On any given day, you might be architecting a new agent orchestration flow with a Data Scientist, debugging a ServiceNow API integration with field engineers in Luxembourg, reviewing a teammate's PR/CRs to ensure production-readiness standards, or presenting a technical design to leadership. You'll learn business processes directly from the field, understanding how technicians and engineers operate in facilities — and translate those workflows into intelligent automation. This team supports worldwide solutions that cover all Amazon sites globally and geographically, so you'll collaborate across time zones with engineers in UK, France, Luxembourg, and the US.
About the team
The Decision Intelligence team is part of the OTS Data ANCHOR organization, Amazon's data, analytics, and intelligent automation engine for global IT operations. We build and deploy AI-powered agents that automate operational workflows across Amazon's worldwide IT support, field operations, and reliability maintenance teams.

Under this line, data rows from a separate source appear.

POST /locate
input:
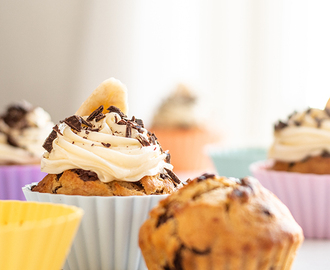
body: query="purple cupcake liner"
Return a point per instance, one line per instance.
(14, 177)
(306, 196)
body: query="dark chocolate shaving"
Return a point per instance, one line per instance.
(57, 129)
(106, 144)
(280, 125)
(73, 122)
(139, 122)
(116, 110)
(98, 111)
(205, 176)
(173, 176)
(84, 122)
(48, 144)
(128, 130)
(143, 141)
(99, 117)
(168, 157)
(86, 175)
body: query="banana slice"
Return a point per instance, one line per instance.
(110, 92)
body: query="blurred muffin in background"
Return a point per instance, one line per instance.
(179, 125)
(23, 129)
(298, 168)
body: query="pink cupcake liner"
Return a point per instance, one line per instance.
(14, 177)
(108, 235)
(306, 196)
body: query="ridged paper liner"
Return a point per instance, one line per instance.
(306, 196)
(36, 236)
(14, 177)
(108, 235)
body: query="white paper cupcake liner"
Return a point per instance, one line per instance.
(108, 234)
(306, 196)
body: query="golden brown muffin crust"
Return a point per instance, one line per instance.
(75, 182)
(315, 165)
(216, 222)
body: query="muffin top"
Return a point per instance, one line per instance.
(214, 215)
(304, 134)
(178, 110)
(23, 129)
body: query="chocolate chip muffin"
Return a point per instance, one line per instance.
(220, 223)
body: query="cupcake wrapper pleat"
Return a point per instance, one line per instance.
(306, 196)
(108, 235)
(14, 177)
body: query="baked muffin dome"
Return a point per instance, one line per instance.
(220, 223)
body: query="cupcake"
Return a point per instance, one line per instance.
(181, 129)
(298, 168)
(36, 235)
(220, 223)
(113, 168)
(23, 128)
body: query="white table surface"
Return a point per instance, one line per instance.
(313, 255)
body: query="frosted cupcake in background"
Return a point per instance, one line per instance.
(178, 124)
(23, 128)
(298, 169)
(114, 169)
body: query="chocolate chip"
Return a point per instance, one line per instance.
(173, 176)
(58, 176)
(73, 122)
(116, 110)
(178, 259)
(201, 252)
(48, 144)
(86, 175)
(162, 219)
(98, 111)
(140, 122)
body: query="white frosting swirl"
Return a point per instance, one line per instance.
(305, 134)
(105, 151)
(28, 140)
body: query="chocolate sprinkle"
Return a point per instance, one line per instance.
(116, 110)
(73, 122)
(106, 144)
(205, 176)
(86, 175)
(128, 130)
(173, 176)
(48, 144)
(98, 111)
(139, 122)
(143, 141)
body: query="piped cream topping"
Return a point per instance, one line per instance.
(112, 146)
(305, 134)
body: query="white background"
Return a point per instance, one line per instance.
(251, 62)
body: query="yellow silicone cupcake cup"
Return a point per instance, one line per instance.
(36, 235)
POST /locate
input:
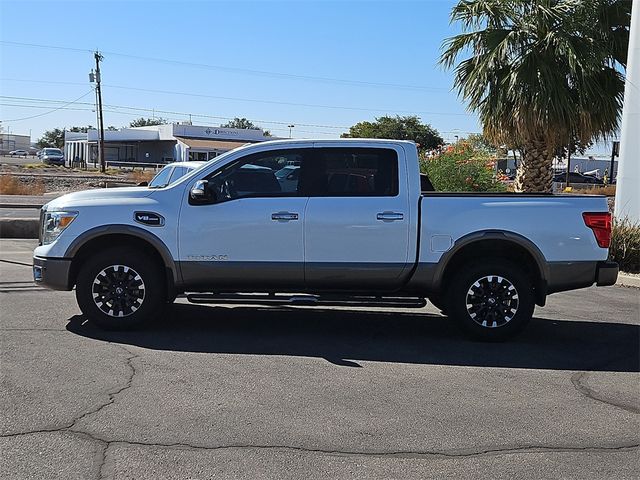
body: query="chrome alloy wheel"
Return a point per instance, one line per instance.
(118, 291)
(492, 301)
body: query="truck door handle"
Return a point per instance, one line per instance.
(284, 216)
(390, 216)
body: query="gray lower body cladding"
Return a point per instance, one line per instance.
(296, 276)
(53, 273)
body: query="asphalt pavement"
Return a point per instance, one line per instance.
(246, 392)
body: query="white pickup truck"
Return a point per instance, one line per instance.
(341, 222)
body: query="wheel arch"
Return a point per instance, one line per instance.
(122, 235)
(503, 244)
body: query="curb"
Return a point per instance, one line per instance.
(28, 228)
(19, 227)
(35, 206)
(628, 280)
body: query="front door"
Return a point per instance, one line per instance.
(251, 234)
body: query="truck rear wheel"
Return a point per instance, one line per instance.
(492, 300)
(119, 289)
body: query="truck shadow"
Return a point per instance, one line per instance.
(345, 337)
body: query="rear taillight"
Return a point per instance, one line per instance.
(600, 223)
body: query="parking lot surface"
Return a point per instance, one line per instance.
(247, 392)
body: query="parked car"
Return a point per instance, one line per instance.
(52, 156)
(19, 153)
(227, 233)
(575, 177)
(172, 172)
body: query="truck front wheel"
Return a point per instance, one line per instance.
(119, 288)
(492, 300)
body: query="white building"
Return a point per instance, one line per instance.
(157, 144)
(11, 141)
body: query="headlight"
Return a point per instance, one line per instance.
(54, 224)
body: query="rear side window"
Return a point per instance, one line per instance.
(258, 175)
(352, 172)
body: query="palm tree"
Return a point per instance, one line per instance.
(540, 73)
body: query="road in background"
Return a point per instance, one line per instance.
(9, 160)
(247, 392)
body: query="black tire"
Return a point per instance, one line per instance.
(119, 289)
(492, 300)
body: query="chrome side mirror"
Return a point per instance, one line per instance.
(201, 193)
(199, 190)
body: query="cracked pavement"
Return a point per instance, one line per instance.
(217, 392)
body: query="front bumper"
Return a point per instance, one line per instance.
(606, 273)
(53, 273)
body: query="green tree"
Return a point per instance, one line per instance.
(145, 122)
(246, 124)
(397, 128)
(51, 138)
(478, 142)
(540, 73)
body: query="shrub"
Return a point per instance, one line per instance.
(608, 190)
(461, 168)
(625, 245)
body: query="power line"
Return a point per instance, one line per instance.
(51, 111)
(181, 115)
(270, 102)
(244, 71)
(169, 112)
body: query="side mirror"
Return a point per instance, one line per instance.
(200, 192)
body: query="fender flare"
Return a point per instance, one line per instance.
(521, 241)
(130, 230)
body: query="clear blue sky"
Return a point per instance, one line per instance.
(326, 64)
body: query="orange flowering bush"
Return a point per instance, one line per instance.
(461, 168)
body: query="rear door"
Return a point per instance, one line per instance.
(356, 230)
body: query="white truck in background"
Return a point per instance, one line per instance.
(349, 224)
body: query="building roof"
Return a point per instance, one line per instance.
(212, 144)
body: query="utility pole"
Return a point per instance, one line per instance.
(568, 183)
(615, 151)
(98, 57)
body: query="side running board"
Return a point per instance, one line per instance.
(305, 300)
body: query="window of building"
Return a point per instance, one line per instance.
(197, 156)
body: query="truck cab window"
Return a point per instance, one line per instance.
(352, 172)
(265, 174)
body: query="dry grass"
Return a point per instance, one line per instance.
(9, 185)
(608, 190)
(625, 245)
(141, 175)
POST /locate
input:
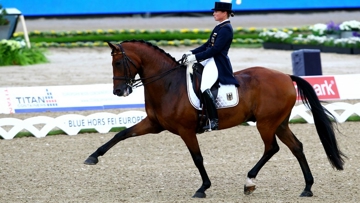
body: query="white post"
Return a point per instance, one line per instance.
(22, 19)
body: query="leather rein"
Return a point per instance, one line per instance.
(134, 83)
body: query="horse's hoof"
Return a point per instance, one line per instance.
(199, 195)
(249, 189)
(91, 161)
(306, 194)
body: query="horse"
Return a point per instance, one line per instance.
(266, 96)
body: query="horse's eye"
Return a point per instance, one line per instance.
(117, 63)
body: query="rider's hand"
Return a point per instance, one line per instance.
(190, 59)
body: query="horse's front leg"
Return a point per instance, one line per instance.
(193, 146)
(144, 127)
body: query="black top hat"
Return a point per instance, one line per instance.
(222, 6)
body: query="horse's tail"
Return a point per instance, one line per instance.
(324, 125)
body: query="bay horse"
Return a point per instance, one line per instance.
(266, 96)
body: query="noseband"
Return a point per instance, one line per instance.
(128, 79)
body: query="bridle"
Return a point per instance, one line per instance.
(134, 83)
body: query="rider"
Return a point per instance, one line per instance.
(213, 56)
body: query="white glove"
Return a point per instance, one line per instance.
(190, 59)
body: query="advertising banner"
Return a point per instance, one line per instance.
(66, 98)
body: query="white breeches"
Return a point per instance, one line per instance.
(210, 74)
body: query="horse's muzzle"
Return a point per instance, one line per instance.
(122, 92)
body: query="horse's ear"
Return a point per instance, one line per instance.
(112, 46)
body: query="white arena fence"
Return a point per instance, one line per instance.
(71, 124)
(100, 97)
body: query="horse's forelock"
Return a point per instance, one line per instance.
(151, 45)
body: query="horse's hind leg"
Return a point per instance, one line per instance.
(271, 148)
(191, 142)
(288, 138)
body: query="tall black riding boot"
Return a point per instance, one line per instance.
(211, 110)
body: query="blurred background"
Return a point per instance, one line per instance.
(51, 8)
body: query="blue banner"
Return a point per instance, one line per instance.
(42, 8)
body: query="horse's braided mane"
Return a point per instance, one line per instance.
(152, 45)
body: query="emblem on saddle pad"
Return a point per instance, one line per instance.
(227, 94)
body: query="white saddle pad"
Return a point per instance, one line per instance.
(227, 95)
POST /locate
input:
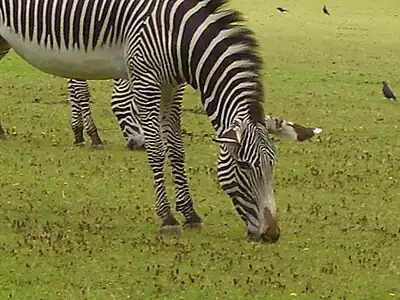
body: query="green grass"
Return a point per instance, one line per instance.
(80, 224)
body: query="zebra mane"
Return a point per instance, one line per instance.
(243, 36)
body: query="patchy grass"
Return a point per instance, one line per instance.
(80, 224)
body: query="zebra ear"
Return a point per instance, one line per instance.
(233, 135)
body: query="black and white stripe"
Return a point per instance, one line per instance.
(159, 45)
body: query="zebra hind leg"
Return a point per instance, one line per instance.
(4, 49)
(147, 94)
(171, 126)
(124, 108)
(76, 115)
(82, 97)
(3, 135)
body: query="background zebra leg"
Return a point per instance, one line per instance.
(3, 135)
(81, 100)
(76, 115)
(124, 108)
(148, 95)
(290, 130)
(171, 127)
(4, 48)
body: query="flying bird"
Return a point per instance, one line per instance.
(387, 92)
(325, 10)
(281, 9)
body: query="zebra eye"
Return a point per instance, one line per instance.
(243, 165)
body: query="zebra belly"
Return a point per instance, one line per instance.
(102, 63)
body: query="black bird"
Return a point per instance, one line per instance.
(281, 9)
(387, 92)
(325, 10)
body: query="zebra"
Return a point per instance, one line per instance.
(127, 114)
(160, 46)
(122, 105)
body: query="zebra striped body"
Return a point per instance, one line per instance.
(159, 45)
(124, 108)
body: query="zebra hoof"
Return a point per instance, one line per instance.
(170, 226)
(193, 226)
(135, 143)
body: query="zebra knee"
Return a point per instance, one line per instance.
(135, 142)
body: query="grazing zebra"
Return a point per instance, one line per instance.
(159, 46)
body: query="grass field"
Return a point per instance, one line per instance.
(80, 224)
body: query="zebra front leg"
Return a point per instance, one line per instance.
(3, 135)
(124, 108)
(76, 115)
(82, 93)
(4, 48)
(171, 127)
(290, 130)
(148, 94)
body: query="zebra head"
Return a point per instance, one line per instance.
(245, 172)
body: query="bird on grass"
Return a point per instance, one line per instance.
(281, 9)
(387, 92)
(325, 10)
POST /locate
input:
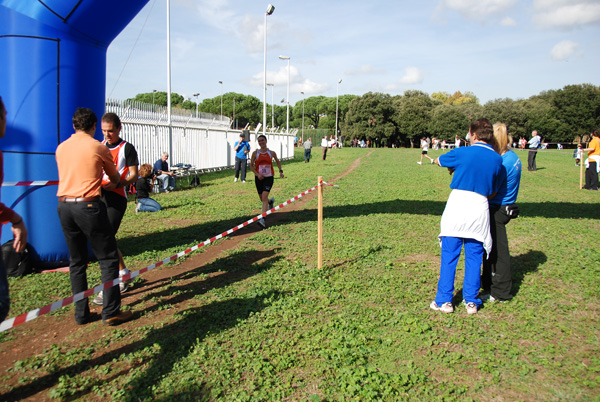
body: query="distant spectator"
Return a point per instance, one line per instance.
(161, 170)
(307, 150)
(143, 188)
(592, 163)
(242, 149)
(534, 144)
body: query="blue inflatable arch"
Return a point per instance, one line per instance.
(53, 56)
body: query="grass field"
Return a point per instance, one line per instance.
(358, 329)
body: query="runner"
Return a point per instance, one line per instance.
(261, 164)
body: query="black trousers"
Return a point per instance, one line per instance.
(88, 221)
(497, 275)
(591, 177)
(240, 164)
(531, 160)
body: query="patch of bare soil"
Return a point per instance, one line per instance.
(32, 338)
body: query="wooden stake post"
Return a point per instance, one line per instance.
(320, 224)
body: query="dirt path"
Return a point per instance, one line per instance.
(34, 337)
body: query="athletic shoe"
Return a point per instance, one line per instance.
(471, 307)
(98, 300)
(444, 308)
(120, 318)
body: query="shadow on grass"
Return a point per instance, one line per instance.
(172, 341)
(196, 234)
(523, 264)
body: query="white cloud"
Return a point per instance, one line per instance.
(365, 69)
(566, 13)
(413, 75)
(563, 50)
(297, 82)
(477, 10)
(508, 22)
(181, 47)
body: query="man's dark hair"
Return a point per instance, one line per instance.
(483, 129)
(84, 119)
(112, 118)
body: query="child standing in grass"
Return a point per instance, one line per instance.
(477, 176)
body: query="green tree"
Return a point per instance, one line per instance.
(370, 117)
(414, 115)
(448, 121)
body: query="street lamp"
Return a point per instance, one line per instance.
(336, 105)
(288, 94)
(302, 116)
(221, 82)
(234, 112)
(272, 105)
(269, 11)
(196, 95)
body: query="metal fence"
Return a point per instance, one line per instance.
(205, 142)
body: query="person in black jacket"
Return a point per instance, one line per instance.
(143, 188)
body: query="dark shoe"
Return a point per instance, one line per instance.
(120, 318)
(87, 319)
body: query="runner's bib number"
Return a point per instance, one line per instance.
(265, 170)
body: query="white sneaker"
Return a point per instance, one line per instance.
(444, 308)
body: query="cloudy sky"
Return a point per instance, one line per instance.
(493, 48)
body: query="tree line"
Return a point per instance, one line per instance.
(562, 115)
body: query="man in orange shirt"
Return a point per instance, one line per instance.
(593, 161)
(81, 161)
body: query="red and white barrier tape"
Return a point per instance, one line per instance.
(30, 183)
(33, 314)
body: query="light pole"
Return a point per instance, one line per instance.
(234, 112)
(336, 105)
(196, 95)
(269, 11)
(272, 105)
(288, 94)
(221, 82)
(302, 116)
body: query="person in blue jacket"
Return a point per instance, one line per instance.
(477, 176)
(241, 148)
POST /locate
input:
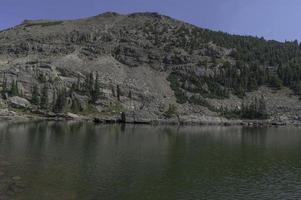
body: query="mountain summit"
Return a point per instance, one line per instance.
(146, 67)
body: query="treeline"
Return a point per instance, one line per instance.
(256, 109)
(280, 62)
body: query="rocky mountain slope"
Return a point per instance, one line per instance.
(148, 67)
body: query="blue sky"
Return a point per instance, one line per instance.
(272, 19)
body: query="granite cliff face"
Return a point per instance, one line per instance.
(138, 62)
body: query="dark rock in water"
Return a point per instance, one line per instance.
(18, 102)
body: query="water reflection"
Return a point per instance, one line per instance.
(85, 161)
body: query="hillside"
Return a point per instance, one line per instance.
(149, 67)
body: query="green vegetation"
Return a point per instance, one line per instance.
(171, 111)
(256, 109)
(43, 24)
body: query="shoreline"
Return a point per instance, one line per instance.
(216, 121)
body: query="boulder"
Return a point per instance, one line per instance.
(18, 102)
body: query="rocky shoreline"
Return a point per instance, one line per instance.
(131, 118)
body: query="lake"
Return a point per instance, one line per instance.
(84, 161)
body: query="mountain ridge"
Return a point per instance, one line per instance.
(150, 67)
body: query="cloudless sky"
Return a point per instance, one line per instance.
(272, 19)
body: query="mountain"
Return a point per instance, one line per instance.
(150, 68)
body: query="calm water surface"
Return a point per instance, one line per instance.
(82, 161)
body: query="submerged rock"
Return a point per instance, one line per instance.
(18, 102)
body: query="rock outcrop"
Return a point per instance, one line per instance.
(110, 64)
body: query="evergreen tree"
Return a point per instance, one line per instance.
(35, 98)
(60, 101)
(95, 92)
(14, 91)
(118, 93)
(44, 97)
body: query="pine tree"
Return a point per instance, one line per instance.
(44, 97)
(14, 91)
(118, 93)
(95, 90)
(35, 99)
(4, 87)
(60, 101)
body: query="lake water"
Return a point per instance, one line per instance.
(61, 161)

Our current portfolio includes agents for automated MCM creation, printer recommendation, severity triaging, service desk automation, and more — delivering thousands of hours in annual labor globally. We're a small, fast-moving global team of engineers, data scientists, and solutions architects spanning the US and Europe with a startup-within-Amazon mentality. We ship fast, experiment boldly, and measure everything, but we deploy with a high bar for production readiness.
You'll partner daily with Data Scientists building ML models, Data Engineers managing pipelines, Product Managers defining roadmaps, and cross-functional teams across OTS and RME. Our work directly supports the technicians and engineers who keep Amazon's facilities running for customers worldwide.
Diverse Experiences Amazon values diverse experiences. Even if you do not meet all of the preferred qualifications and skills listed in the job description, we encourage candidates to apply. If your career is just starting, hasn't followed a traditional path, or includes alternative experiences, don't let it stop you from applying.